I climbed over her and down the ladder to the bathroom all four of us would share for the next four nights. I sat on the toilet trying to figure out where I could go to get some shut eye. The hammocks on the beach looked tempting but what about the mosquitos? Then I heard a thump, thump, thumping and Trudy pounded on the door. It was no use, I couldn’t say, “I’ll be out in a minute,” since she couldn’t hear me.
I handed the loo over to her and sat in the dark at the table in the center of the room. Except that it wasn’t dark. “I’m watching Game of Thrones,” explained Emily from her bed, from which emanated the bright glow of her phone.
“I can’t believe how noisy Trudy is,” I remarked, listening to her clunking around in the bathroom.
“Oh yeah,” said Emily. “People think deaf households are quiet, but they’re actually noisier than most because they aren’t getting feedback. They’re always slamming doors, throwing things on the floor, and yelling.” And farting with impunity, I thought.
She put down her phone and sat up. We talked for a while, about how she went to Tanzania for college, met her future husband on the first day, and got engaged two days later. “We’ve been married for 20 years and have four kids, so we had pretty good instincts. Or we just got lucky.” She and her family lived a few blocks from me in St. Paul. They went back to Tanzania to visit his family every year.
Trudy came out of the bathroom and started signing.
“She’s pissed off about the bed,” Emily translated. “It’s lumpy. But she’s always pissed off or crabby about something.”
“Are you friends?” I asked.
“No! We just met in Belize. Wilderness Inquiry taps a pool of interpreters for these trips, and my number came up. With Trudy it’s her way or the highway. I don’t think I’d want to interpret for her on a regular basis. Of course, she probably had to be hard and demanding to get anything in life.”

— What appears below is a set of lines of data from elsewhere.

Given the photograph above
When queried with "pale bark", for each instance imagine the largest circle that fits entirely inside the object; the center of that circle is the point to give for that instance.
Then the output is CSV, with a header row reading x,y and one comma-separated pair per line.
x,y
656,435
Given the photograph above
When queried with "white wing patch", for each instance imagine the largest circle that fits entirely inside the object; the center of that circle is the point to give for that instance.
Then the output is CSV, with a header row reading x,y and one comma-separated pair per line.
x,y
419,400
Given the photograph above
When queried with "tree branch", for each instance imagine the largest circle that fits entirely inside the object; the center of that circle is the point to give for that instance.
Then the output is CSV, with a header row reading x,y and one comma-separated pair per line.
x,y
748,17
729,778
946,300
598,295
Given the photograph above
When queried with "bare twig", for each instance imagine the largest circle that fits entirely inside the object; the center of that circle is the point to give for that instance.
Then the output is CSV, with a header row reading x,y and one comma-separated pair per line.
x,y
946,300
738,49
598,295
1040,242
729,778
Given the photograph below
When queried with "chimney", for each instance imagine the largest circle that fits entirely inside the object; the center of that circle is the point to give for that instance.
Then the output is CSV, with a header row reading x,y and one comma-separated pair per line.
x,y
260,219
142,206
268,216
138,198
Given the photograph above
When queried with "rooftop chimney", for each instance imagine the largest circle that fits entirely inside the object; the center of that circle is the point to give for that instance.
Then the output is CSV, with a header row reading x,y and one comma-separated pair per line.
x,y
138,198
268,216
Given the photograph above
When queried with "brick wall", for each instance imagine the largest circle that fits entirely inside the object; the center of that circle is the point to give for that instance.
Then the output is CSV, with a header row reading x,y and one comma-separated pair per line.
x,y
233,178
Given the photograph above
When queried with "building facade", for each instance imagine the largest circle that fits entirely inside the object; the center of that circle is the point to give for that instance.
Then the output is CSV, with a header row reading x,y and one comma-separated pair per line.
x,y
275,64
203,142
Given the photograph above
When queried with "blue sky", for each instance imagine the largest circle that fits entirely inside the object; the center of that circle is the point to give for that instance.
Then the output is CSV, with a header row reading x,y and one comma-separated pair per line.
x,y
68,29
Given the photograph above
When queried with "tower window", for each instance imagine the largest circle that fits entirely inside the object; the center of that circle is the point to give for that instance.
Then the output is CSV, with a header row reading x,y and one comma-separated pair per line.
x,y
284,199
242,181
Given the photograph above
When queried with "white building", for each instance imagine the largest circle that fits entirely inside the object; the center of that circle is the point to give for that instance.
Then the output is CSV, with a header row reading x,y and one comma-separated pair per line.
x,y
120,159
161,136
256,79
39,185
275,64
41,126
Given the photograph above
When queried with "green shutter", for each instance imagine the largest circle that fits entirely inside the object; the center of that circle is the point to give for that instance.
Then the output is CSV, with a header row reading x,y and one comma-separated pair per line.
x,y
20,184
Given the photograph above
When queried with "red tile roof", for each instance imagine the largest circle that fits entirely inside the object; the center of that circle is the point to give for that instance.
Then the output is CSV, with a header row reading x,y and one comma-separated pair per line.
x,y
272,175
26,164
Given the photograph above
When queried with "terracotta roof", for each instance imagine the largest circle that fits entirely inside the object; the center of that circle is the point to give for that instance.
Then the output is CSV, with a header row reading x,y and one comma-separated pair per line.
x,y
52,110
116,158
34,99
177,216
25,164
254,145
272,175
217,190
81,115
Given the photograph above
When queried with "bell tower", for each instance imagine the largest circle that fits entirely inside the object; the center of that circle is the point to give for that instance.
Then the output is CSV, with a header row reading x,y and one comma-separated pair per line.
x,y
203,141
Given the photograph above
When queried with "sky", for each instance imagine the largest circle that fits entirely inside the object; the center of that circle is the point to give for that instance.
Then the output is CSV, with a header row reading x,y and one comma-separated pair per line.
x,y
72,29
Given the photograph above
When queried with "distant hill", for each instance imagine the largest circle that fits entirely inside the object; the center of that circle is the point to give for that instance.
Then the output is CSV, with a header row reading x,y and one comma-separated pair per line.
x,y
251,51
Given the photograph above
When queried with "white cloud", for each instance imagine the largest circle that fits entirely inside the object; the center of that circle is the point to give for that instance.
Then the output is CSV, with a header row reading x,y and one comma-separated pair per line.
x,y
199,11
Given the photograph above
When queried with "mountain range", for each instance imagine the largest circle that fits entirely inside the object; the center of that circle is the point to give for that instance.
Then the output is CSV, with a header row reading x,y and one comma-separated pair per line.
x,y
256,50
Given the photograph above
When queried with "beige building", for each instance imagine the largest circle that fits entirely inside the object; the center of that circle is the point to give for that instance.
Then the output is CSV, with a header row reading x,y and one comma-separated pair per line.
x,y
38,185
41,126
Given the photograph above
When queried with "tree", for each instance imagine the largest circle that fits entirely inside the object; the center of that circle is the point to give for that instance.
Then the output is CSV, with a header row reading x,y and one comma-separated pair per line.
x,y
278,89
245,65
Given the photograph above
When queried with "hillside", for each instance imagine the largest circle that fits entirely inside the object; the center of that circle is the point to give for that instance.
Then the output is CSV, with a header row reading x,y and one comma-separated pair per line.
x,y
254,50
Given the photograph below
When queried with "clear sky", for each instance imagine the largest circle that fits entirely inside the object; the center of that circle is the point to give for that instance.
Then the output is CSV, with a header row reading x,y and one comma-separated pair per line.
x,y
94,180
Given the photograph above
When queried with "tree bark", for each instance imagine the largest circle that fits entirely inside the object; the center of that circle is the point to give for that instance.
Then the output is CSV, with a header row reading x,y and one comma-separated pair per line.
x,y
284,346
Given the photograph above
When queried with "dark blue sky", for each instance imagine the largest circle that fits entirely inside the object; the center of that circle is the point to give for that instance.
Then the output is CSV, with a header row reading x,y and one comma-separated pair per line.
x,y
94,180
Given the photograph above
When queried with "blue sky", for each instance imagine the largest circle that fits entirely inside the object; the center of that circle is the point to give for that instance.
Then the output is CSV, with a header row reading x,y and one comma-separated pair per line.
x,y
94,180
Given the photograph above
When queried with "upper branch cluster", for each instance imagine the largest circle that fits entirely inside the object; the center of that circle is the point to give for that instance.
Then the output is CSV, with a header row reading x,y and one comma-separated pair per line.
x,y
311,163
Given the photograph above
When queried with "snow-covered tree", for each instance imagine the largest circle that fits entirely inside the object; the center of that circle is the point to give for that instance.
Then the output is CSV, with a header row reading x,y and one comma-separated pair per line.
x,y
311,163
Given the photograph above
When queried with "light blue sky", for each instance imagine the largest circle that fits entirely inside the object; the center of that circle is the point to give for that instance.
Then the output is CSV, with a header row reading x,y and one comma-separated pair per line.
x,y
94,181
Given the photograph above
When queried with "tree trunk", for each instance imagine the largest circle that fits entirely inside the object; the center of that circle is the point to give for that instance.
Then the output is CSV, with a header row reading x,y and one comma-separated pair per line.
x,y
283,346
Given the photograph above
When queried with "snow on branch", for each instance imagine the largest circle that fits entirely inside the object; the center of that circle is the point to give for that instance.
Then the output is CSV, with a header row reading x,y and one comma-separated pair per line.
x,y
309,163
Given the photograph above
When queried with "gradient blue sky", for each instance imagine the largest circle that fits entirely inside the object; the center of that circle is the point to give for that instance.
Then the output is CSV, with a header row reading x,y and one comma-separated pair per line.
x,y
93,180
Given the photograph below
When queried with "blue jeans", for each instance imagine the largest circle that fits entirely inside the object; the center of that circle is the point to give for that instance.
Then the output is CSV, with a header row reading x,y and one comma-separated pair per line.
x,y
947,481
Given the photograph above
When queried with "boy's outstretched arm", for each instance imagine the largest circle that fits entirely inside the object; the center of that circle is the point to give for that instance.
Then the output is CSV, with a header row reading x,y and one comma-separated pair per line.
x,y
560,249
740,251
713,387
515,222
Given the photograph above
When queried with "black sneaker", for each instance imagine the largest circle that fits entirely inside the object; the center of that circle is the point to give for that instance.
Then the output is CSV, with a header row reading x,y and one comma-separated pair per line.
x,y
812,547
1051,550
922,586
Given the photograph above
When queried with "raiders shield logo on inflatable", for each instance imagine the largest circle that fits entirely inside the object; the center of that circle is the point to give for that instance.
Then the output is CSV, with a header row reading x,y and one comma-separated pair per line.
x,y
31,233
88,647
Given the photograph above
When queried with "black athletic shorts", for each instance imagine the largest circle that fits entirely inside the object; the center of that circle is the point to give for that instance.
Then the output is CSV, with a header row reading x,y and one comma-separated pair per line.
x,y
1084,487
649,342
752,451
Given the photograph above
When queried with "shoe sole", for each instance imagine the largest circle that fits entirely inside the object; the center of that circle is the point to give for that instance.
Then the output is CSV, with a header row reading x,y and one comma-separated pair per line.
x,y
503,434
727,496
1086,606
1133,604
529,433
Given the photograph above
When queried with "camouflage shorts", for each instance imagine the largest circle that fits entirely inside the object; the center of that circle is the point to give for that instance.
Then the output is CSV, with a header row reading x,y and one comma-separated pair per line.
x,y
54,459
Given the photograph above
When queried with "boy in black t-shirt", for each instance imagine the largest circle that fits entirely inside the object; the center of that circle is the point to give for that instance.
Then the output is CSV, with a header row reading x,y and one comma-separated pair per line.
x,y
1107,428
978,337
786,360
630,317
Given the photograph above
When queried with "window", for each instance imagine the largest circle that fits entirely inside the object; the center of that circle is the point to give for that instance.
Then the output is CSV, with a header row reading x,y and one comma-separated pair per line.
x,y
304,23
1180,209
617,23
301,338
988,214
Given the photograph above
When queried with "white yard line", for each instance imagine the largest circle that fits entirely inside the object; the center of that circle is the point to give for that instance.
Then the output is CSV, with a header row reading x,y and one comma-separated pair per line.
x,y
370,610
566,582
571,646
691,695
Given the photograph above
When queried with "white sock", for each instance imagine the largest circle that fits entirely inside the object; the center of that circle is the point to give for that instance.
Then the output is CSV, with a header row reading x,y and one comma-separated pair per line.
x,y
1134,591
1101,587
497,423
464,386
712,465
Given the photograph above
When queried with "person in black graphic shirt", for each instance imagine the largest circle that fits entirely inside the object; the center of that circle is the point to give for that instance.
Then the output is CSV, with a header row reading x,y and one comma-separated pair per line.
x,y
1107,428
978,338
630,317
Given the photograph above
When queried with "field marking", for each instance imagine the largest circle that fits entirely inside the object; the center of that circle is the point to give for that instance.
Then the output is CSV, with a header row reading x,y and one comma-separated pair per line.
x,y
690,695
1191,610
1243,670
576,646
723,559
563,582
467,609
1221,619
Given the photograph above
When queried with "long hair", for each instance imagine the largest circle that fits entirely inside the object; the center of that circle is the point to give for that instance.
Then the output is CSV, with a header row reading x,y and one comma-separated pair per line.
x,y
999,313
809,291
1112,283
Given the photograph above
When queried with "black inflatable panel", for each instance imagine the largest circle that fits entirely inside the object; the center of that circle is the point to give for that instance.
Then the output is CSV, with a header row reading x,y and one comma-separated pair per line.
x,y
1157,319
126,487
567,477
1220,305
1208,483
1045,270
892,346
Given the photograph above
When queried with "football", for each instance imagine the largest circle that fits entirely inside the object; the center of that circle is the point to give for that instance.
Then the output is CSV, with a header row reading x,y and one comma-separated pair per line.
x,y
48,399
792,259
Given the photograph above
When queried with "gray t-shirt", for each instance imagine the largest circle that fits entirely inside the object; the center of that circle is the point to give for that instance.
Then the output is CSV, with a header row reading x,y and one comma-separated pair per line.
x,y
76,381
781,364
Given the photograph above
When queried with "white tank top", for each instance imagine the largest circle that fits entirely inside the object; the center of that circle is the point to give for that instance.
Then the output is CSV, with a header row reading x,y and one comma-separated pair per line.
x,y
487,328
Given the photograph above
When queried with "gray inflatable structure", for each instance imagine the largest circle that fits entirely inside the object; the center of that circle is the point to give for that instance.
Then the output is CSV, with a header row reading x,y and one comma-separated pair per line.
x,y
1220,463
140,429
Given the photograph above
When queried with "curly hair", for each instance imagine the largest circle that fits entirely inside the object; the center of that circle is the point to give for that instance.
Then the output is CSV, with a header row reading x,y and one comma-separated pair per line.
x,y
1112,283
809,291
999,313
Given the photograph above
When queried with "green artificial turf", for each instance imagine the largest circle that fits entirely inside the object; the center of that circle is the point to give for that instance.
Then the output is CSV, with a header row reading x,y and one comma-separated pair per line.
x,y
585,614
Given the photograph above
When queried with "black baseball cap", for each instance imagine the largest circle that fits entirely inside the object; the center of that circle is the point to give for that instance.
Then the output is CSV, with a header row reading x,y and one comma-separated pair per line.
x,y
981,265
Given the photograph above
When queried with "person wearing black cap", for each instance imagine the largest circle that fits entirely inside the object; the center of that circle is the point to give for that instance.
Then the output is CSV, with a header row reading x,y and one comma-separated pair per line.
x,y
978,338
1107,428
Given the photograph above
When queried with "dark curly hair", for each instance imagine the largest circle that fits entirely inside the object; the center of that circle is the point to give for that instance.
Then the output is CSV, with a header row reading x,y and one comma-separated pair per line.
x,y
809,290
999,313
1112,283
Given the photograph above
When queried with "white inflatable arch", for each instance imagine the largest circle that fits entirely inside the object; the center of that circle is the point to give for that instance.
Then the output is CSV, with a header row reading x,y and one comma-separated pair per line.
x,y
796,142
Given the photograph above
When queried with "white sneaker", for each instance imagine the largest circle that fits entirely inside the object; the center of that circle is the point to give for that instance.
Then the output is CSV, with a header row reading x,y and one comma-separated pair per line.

Trudy was sitting on the edge of her bed moaning and groaning, which I took to mean that her back hurt. Liz was snoring up in the loft.
“She was put a home for deaf children in the 50s, when she was five,” Emily continued. She signed to Trudy that she was telling me this.
Five. How heartbreaking.
Trudy nodded and added in sign, “Yes, it wasn’t a nice place. They were assholes to me.”
And yet, she had attended college, had a career, married, and had four children. Her husband had also been an asshole. She’d divorced five years earlier and had been traveling ever since.
After talking for an hour, I reluctantly climbed back up to the loft. Finally, around 2am, we all settled down and slept.
—
Until 5am. Today was a field trip to the Mayan village of Red Bank to see Scarlet Macaws. It would involve kayaking and hiking and a picnic lunch by the river.
I waved as they all drove off. “Watch out for crocodiles,” I whispered sweetly.
I was going to have a Day Off. I was going to be alone! I lay in a hammock and read a book, “The Trip to Echo Spring: On writing and drinking,” by an English journalist. I took a bumpy ride on one of Jeanie’s broken down bicycles with no helmet, brakes, or gears, then napped.